I wanted to add that I used the command
in order to predict the posterior proabilities of belonging to each class and that the mean of the probabilities are equal to the "shares" given by the lclogit command.

You're estimating two different model specifications with -lclogit- and -lclogit2-. Your -lclogit- specification specifies a random coefficient on the status quo. Your -lclogit2- specification specifies a fixed coefficient on the status quo: To make the two procedures comparable, you should move -statusquo- into -rand(.)- and you'll see that -lclogit2- runs faster.

As explained in the first paragraph of p.418 of the background paper, the EM algorithm slows down when you include a fixed coefficient in the model specification. As advised in the same paragraph, I'd like to suggest that you estimate the unrestricted model using -lclogit2- (i.e., -lclogit2 choice, rand(statusquo A1L1 ...-) and then use the results as starting values for the constrained model that you estimate using -lclogitml2 choice statusquo, rand(A1L1 ...-.

The lclogit2 was faster before reaching a certain iteration (29 in my case) and then it does not stop running...

You can play around with the -seed(.)- option to check if using alternative sets of starting values helps.

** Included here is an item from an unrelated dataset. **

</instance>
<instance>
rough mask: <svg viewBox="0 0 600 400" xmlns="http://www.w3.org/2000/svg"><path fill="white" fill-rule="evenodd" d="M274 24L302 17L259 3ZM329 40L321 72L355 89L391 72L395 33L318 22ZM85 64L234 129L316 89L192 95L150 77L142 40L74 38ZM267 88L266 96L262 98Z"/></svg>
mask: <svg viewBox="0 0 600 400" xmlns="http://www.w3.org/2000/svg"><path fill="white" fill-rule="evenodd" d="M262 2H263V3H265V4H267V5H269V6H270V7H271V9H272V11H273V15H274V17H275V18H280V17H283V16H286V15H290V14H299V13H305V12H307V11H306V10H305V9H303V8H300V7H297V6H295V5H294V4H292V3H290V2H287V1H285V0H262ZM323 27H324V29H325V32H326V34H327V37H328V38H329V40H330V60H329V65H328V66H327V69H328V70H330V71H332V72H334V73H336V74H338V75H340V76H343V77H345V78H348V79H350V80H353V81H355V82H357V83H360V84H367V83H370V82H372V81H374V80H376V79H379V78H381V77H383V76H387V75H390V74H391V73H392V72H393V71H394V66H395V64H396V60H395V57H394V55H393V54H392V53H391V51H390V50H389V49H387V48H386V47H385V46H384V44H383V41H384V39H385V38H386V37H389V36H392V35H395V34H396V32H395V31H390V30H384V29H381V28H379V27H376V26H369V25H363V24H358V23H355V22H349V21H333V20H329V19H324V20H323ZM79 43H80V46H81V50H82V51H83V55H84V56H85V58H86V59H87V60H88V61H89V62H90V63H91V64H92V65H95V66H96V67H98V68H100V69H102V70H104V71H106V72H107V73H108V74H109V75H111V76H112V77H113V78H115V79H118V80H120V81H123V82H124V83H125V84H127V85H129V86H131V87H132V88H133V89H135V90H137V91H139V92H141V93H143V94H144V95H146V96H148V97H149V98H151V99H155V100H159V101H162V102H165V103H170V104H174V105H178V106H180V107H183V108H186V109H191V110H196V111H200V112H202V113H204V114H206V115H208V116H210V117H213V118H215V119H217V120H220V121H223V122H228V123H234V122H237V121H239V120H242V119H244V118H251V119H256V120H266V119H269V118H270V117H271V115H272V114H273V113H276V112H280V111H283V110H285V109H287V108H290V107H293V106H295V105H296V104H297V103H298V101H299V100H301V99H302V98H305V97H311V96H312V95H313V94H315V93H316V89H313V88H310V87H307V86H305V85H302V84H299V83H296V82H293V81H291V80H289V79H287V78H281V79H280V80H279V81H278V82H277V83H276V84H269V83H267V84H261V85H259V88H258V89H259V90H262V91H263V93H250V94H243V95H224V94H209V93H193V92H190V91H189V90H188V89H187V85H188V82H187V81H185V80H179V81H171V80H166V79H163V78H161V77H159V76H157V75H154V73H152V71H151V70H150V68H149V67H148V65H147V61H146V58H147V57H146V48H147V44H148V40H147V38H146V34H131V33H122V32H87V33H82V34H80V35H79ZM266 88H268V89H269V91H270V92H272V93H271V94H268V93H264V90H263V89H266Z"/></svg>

Also please note that if you're trying to estimate an unidentified model, it is possible for -lclogit- and -lclogit2- to diverge; the EM algorithms used by the two commands are not good at picking up the failure of identification. If you pass the divergent results from the two commands to the -lclogitml- (when it works) and -lclogitml2-, you will be able to confirm the usual symptom of identification failure: the gradient-based optimiser will fail to find a solution. I understand that your -lclogit- model is too large for -lclogitml-, but you can still mix-and-match here to check whether you have an identified model; you can use -e(b)- from the older -lclogit- command as starting values for the newer -lclogitml2- command.

Does the number of seed have an impact on the coefficients ? I tried with a large number (1234567) and it works.

As usual with non-linear estimation, your coefficient estimates are sensitive to starting values. When you specify different numbers in -seed(.)-, you're effectively using different starting values. See my earlier paper with Daniele ([external link]) for how -lclogit- selects starting values; -lclogit2- selects starting values in the same way. A priori, -seed(1234567)- is as valid as any other seed. Ideally, you should experiment with a wide range of different seeds and make sure that you cannot locate a higher maximum by changing your current seed.